Google has added an alert service for its news databases. The Google News Alerts is in beta and is also listed on the Google Labs page. With the demise of other free alert services, especially Northern Light's current news alerts, this is a great addition for anyone who wants to keep up with the latest news. Just be careful not to choose search terms that will return too many hits. The default "once a day" option should help if you do, but be careful with the "as it happens" choice.
Google has introduced a new operator, the tilde ~, for searching for synonyms. It should be placed immediately before a search term, with no space, for which you want Google to look for synonyms. For example, a search on query ~analysis finds matches with query statistics and query analyzer. A brief entry about ~ is available on their help page.

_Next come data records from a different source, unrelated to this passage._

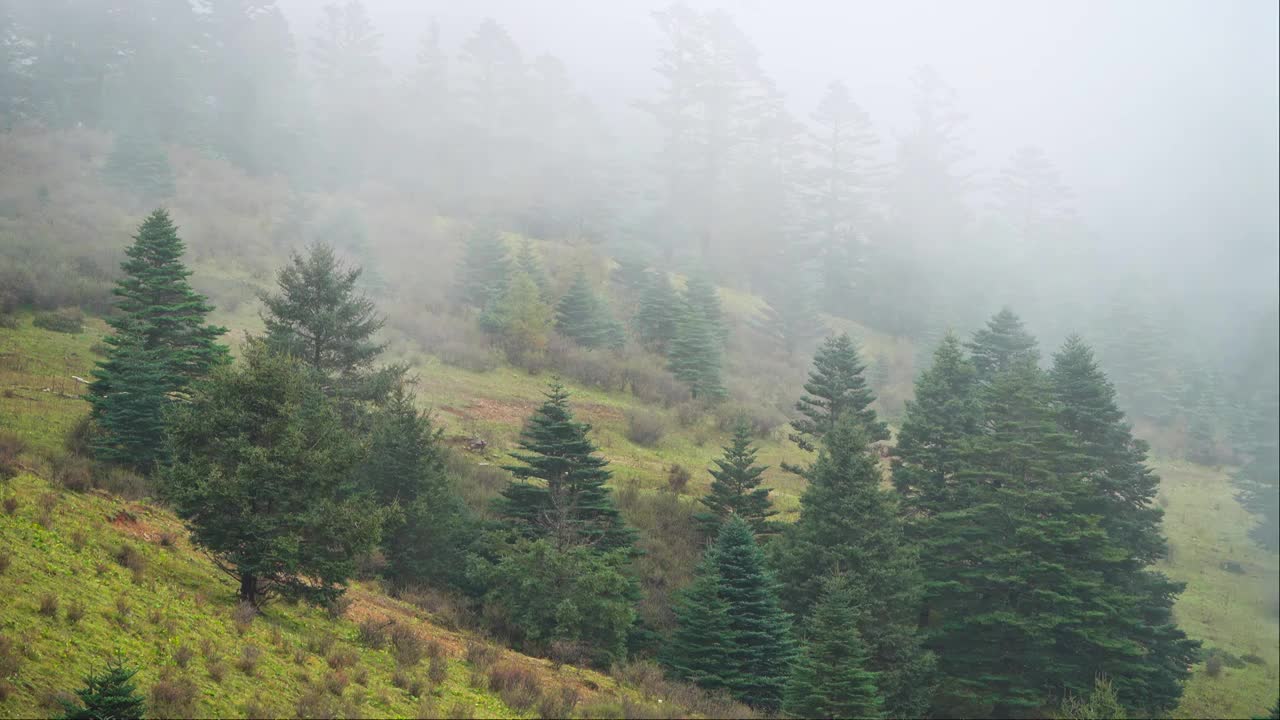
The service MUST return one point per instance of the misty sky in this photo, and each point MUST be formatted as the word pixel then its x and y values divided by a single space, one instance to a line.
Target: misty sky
pixel 1161 114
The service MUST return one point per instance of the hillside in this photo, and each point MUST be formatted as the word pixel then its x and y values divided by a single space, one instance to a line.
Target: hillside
pixel 88 574
pixel 64 546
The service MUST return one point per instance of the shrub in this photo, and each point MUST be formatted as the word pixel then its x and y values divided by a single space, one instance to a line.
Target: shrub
pixel 69 322
pixel 73 473
pixel 677 478
pixel 371 633
pixel 406 645
pixel 247 661
pixel 49 605
pixel 342 657
pixel 645 428
pixel 74 611
pixel 173 697
pixel 517 686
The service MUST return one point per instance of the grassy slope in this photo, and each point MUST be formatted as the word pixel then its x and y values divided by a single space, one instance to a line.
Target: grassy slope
pixel 1206 525
pixel 63 545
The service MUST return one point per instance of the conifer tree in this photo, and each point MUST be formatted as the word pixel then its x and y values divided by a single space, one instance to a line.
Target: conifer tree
pixel 753 642
pixel 736 488
pixel 658 313
pixel 830 678
pixel 159 345
pixel 944 414
pixel 694 355
pixel 1001 343
pixel 850 524
pixel 836 387
pixel 320 317
pixel 109 695
pixel 485 268
pixel 263 472
pixel 560 491
pixel 584 318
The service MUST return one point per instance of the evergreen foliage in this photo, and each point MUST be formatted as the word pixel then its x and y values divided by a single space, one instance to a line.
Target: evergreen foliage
pixel 830 678
pixel 736 488
pixel 584 318
pixel 560 491
pixel 110 695
pixel 265 474
pixel 836 387
pixel 1002 343
pixel 731 632
pixel 159 346
pixel 485 268
pixel 694 355
pixel 850 524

Using some of the technology behind the Google Sets, the ~ seems to include plural and singular forms as well as synonyms. Use the - operator to get a sense of what synonyms have been searched, as in ~hiking -hiking. Some of the automatically generated terms may not be helpful, but when you are not aware of the vocabulary in a field, this could be quite helpful.
Google review updated. I put the synonym operator under the Truncation section, since that is at least one use that can be made of it.